I honestly don't understand why you haven't said something to her parents ... and to her if her parents failed to actually, you know, parent!

NeunundneunzigHorseBallonz · 29/10/2023 02:22

Is she posting this on social media at all? I would keep receipts. I find it odd that this twerpy kid is saying that he’s so young, he shouldn’t be on stage. Do you think she’s parroting what she hears at home? I think you absolutely need to stand up to the parents and let them know that you are pretty sure she hasn’t come up with these ideas by herself and it’s time someone told her and everyone else with these opinions to zip it because they’re making themselves look ugly to everyone else.

SequentialAnalyst · 29/10/2023 02:32

Which one is older?

I was a horrid older sister to my DB who was 2yr 8m younger than me. I was a right clever clogs, and made him play schoolsShock Until I was about 15, I automatically contradicted him whatever he said, and as I was cleverer and liked studying I was always right (did I mention I was a clever clogs?Blush) Then one day, he was right and I was wrong! Thankfully I was growing out of being a dickhead by then, and took the lesson to heart.

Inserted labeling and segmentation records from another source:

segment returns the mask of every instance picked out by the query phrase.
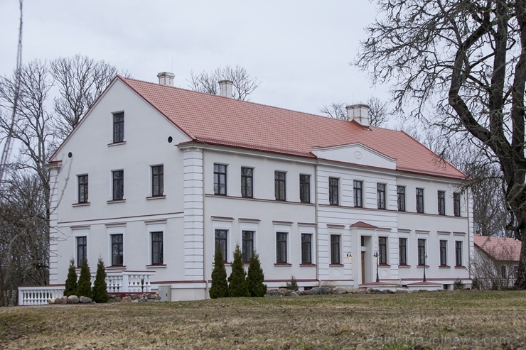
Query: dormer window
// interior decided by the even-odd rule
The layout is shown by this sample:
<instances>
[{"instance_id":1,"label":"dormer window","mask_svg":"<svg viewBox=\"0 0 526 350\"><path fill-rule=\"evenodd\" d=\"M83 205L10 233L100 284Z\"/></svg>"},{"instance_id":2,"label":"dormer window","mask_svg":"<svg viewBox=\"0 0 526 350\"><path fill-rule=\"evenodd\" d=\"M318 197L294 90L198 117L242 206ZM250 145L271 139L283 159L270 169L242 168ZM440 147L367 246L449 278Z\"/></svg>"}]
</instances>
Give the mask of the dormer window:
<instances>
[{"instance_id":1,"label":"dormer window","mask_svg":"<svg viewBox=\"0 0 526 350\"><path fill-rule=\"evenodd\" d=\"M113 114L113 143L124 142L124 112Z\"/></svg>"}]
</instances>

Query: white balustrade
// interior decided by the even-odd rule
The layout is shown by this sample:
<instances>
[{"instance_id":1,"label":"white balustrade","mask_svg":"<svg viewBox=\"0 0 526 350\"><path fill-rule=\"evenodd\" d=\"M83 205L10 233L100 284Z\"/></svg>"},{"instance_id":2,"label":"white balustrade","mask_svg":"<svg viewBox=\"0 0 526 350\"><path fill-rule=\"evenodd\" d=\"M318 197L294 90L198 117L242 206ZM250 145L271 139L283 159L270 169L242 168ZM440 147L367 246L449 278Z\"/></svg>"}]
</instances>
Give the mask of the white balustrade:
<instances>
[{"instance_id":1,"label":"white balustrade","mask_svg":"<svg viewBox=\"0 0 526 350\"><path fill-rule=\"evenodd\" d=\"M48 300L62 297L65 289L63 286L18 287L18 305L47 305Z\"/></svg>"},{"instance_id":2,"label":"white balustrade","mask_svg":"<svg viewBox=\"0 0 526 350\"><path fill-rule=\"evenodd\" d=\"M150 292L150 279L154 271L122 271L106 274L108 292L146 293ZM91 275L92 288L95 281L95 274ZM64 286L19 287L18 305L44 305L49 299L61 297Z\"/></svg>"}]
</instances>

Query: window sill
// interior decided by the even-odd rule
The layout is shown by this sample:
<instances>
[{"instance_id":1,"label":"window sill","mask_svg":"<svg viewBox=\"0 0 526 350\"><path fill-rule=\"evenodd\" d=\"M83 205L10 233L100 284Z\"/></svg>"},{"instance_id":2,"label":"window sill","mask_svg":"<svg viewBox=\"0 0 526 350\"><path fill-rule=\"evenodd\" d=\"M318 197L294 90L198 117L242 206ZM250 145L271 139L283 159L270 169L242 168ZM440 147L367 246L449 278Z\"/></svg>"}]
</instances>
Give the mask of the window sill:
<instances>
[{"instance_id":1,"label":"window sill","mask_svg":"<svg viewBox=\"0 0 526 350\"><path fill-rule=\"evenodd\" d=\"M111 266L106 266L106 270L126 270L126 265L112 265Z\"/></svg>"},{"instance_id":2,"label":"window sill","mask_svg":"<svg viewBox=\"0 0 526 350\"><path fill-rule=\"evenodd\" d=\"M166 196L163 195L162 196L150 196L146 197L146 200L151 200L151 199L163 199L166 198Z\"/></svg>"},{"instance_id":3,"label":"window sill","mask_svg":"<svg viewBox=\"0 0 526 350\"><path fill-rule=\"evenodd\" d=\"M86 205L90 205L91 203L89 202L83 202L82 203L73 203L71 204L72 207L85 207Z\"/></svg>"},{"instance_id":4,"label":"window sill","mask_svg":"<svg viewBox=\"0 0 526 350\"><path fill-rule=\"evenodd\" d=\"M108 147L112 147L114 146L125 145L125 144L126 144L126 141L112 142L111 143L108 143Z\"/></svg>"},{"instance_id":5,"label":"window sill","mask_svg":"<svg viewBox=\"0 0 526 350\"><path fill-rule=\"evenodd\" d=\"M166 263L153 263L151 265L146 265L146 268L166 268Z\"/></svg>"},{"instance_id":6,"label":"window sill","mask_svg":"<svg viewBox=\"0 0 526 350\"><path fill-rule=\"evenodd\" d=\"M106 202L109 204L111 204L112 203L124 203L124 202L126 202L126 199L110 199L106 201Z\"/></svg>"}]
</instances>

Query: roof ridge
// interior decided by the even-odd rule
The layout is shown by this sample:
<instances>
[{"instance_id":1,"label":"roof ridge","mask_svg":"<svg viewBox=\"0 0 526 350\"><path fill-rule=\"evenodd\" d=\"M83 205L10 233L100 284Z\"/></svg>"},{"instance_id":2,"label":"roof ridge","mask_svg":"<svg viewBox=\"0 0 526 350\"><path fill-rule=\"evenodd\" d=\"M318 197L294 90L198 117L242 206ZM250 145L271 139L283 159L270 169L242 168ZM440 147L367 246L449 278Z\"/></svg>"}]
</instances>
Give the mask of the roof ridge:
<instances>
[{"instance_id":1,"label":"roof ridge","mask_svg":"<svg viewBox=\"0 0 526 350\"><path fill-rule=\"evenodd\" d=\"M282 111L291 111L291 112L294 112L294 113L301 113L301 114L307 114L307 115L309 115L309 116L315 116L315 117L317 117L317 118L323 118L324 119L333 120L333 121L341 121L341 122L350 122L350 121L345 121L345 120L343 120L343 119L339 119L338 118L331 118L330 116L322 116L322 115L320 115L320 114L314 114L313 113L301 111L298 111L298 110L296 110L296 109L289 109L289 108L279 107L279 106L271 106L270 104L262 104L262 103L259 103L259 102L253 102L252 101L245 101L245 100L242 100L242 99L234 99L234 98L230 98L230 97L225 97L223 96L220 96L220 95L216 95L216 94L208 94L207 92L202 92L200 91L192 90L190 89L185 89L183 87L171 87L171 86L168 86L168 85L161 85L161 84L158 84L158 83L155 83L155 82L147 82L146 80L140 80L140 79L127 78L127 77L124 77L122 75L118 75L118 77L119 77L122 80L134 80L134 81L136 81L136 82L144 82L144 83L146 83L146 84L149 84L154 85L155 87L167 87L167 88L176 89L178 89L178 90L183 90L183 91L186 91L186 92L195 92L196 94L205 95L205 96L207 96L207 97L218 97L218 98L220 98L220 99L227 99L228 101L233 101L233 102L240 102L240 103L247 103L247 104L255 104L255 105L257 105L257 106L265 106L265 107L273 108L273 109L281 109ZM397 131L397 130L393 130L393 129L390 129L390 128L381 128L380 126L369 126L369 127L372 127L372 128L381 128L381 129L384 129L384 130L388 130L388 131L390 131L399 132L399 131Z\"/></svg>"}]
</instances>

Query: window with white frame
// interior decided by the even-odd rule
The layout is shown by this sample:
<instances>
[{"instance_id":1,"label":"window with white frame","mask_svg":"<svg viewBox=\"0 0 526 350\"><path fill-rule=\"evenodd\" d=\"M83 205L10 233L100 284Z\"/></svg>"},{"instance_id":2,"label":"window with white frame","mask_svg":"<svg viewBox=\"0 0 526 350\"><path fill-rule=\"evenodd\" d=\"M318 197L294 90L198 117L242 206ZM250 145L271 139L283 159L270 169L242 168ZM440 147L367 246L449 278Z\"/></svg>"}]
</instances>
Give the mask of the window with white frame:
<instances>
[{"instance_id":1,"label":"window with white frame","mask_svg":"<svg viewBox=\"0 0 526 350\"><path fill-rule=\"evenodd\" d=\"M161 197L164 195L164 165L151 167L151 195Z\"/></svg>"},{"instance_id":2,"label":"window with white frame","mask_svg":"<svg viewBox=\"0 0 526 350\"><path fill-rule=\"evenodd\" d=\"M151 264L163 265L164 263L164 251L163 247L163 231L151 232Z\"/></svg>"},{"instance_id":3,"label":"window with white frame","mask_svg":"<svg viewBox=\"0 0 526 350\"><path fill-rule=\"evenodd\" d=\"M331 235L331 263L339 264L341 236L339 234Z\"/></svg>"},{"instance_id":4,"label":"window with white frame","mask_svg":"<svg viewBox=\"0 0 526 350\"><path fill-rule=\"evenodd\" d=\"M387 263L387 238L378 237L378 262Z\"/></svg>"},{"instance_id":5,"label":"window with white frame","mask_svg":"<svg viewBox=\"0 0 526 350\"><path fill-rule=\"evenodd\" d=\"M276 232L276 263L287 262L287 232Z\"/></svg>"},{"instance_id":6,"label":"window with white frame","mask_svg":"<svg viewBox=\"0 0 526 350\"><path fill-rule=\"evenodd\" d=\"M87 174L77 176L78 181L78 203L87 203Z\"/></svg>"},{"instance_id":7,"label":"window with white frame","mask_svg":"<svg viewBox=\"0 0 526 350\"><path fill-rule=\"evenodd\" d=\"M243 262L249 263L250 258L254 254L254 231L242 231L242 253L243 256Z\"/></svg>"}]
</instances>

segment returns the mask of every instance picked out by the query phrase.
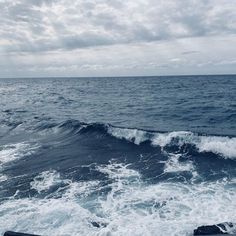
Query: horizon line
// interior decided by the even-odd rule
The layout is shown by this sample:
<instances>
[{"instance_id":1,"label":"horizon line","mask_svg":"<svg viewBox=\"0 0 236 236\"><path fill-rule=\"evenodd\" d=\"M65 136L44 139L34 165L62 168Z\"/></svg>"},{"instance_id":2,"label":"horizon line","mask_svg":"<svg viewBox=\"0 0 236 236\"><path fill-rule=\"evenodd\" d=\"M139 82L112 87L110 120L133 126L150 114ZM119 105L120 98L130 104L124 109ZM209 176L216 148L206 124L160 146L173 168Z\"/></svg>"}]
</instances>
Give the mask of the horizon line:
<instances>
[{"instance_id":1,"label":"horizon line","mask_svg":"<svg viewBox=\"0 0 236 236\"><path fill-rule=\"evenodd\" d=\"M236 76L236 73L229 74L177 74L177 75L117 75L117 76L20 76L20 77L0 77L0 79L63 79L63 78L134 78L134 77L188 77L188 76Z\"/></svg>"}]
</instances>

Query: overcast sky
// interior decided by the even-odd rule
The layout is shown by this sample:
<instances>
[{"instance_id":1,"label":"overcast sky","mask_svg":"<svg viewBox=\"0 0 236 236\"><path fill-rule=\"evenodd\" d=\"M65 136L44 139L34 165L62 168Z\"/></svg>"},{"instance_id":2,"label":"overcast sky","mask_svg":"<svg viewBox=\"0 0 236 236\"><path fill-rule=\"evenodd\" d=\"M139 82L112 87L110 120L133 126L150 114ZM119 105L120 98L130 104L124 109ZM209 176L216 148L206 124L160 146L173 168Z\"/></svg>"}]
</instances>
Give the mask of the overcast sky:
<instances>
[{"instance_id":1,"label":"overcast sky","mask_svg":"<svg viewBox=\"0 0 236 236\"><path fill-rule=\"evenodd\" d=\"M0 0L0 77L236 73L236 0Z\"/></svg>"}]
</instances>

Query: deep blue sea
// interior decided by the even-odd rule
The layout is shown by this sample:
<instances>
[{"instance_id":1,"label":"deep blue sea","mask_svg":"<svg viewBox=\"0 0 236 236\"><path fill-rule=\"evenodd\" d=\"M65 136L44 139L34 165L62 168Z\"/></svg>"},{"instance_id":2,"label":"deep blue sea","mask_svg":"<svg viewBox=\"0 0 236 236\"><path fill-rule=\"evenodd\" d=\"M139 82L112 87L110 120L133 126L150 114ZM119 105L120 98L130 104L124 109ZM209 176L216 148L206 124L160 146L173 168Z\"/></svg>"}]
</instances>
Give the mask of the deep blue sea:
<instances>
[{"instance_id":1,"label":"deep blue sea","mask_svg":"<svg viewBox=\"0 0 236 236\"><path fill-rule=\"evenodd\" d=\"M236 222L235 75L0 79L0 112L0 235Z\"/></svg>"}]
</instances>

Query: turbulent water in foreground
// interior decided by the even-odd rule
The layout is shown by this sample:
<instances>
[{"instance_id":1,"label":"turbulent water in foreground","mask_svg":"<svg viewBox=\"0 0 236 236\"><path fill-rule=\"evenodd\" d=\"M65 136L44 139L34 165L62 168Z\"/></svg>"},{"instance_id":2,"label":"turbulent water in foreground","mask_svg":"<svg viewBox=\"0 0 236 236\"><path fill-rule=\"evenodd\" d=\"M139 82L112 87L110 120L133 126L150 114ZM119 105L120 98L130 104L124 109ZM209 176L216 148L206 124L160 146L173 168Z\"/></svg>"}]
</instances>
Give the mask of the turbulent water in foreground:
<instances>
[{"instance_id":1,"label":"turbulent water in foreground","mask_svg":"<svg viewBox=\"0 0 236 236\"><path fill-rule=\"evenodd\" d=\"M236 222L235 94L236 76L1 79L0 235Z\"/></svg>"}]
</instances>

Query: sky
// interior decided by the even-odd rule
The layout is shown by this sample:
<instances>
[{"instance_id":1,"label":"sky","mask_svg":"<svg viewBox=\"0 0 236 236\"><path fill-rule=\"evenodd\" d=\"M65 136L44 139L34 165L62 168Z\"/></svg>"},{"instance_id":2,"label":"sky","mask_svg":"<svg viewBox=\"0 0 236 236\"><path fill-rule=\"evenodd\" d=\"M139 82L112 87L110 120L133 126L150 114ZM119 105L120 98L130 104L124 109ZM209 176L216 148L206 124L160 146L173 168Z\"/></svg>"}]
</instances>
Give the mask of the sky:
<instances>
[{"instance_id":1,"label":"sky","mask_svg":"<svg viewBox=\"0 0 236 236\"><path fill-rule=\"evenodd\" d=\"M0 0L0 77L236 73L236 0Z\"/></svg>"}]
</instances>

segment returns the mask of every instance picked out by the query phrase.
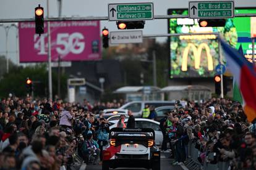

I was also socially awkward, and suspect I am ND, with what I would class as Aspergers.

Is there any kind of interest they have which overlap? Or perhaps that is the problem?

IAmtheVampiresWife · 29/10/2023 03:15

tIf she is a distant relative then there is no need for her to be there.

CloudyAgain · 29/10/2023 05:02

Itsbritneybitch22 · 29/10/2023 01:59

She’s got no problem opening her mouth and talking about him so open yours and tell her about her bad manners and bad attitude.

This. And it sounds like she is jealous.

And bring it up with her parents. They should be teaching her some mannners.

QueenMegan · 29/10/2023 05:11

I don't understand why you don't calmly say that's unkind. Your poor son. Sounds like she is also socially awkward

TookTheBook · 29/10/2023 05:29

Why is she there? Are they at the same school? Ask the school to tackle it?

Autiebibliophile · 29/10/2023 05:34

I would tell her parents if they are unaware and ask them to speak to her. If it doesn't stop I'd limit time they spend together

Nomorelittlebabybum · 29/10/2023 05:35

Bless him. My son is 7, ND too. I would say something in front of her and him along the lines of 'I don't agree, he's amazing on stage. What you're saying isn't very kind '
I think it's important he hears you stick up for him and she understands it's not appropriate (especially if her mum isn't setting these boundaries).

TestingTestingWonTooFree · 29/10/2023 05:44

I agree with this @Nomorelittlebabybum

AllFadestoBlack · 29/10/2023 05:47

I vote you're being unreasonable but I meant in terms of not bringing it up with her. What she says is awful.

StepAwayFromGoogling · 29/10/2023 05:50

I'm also confused why she would be there for performances - do they go to the same school?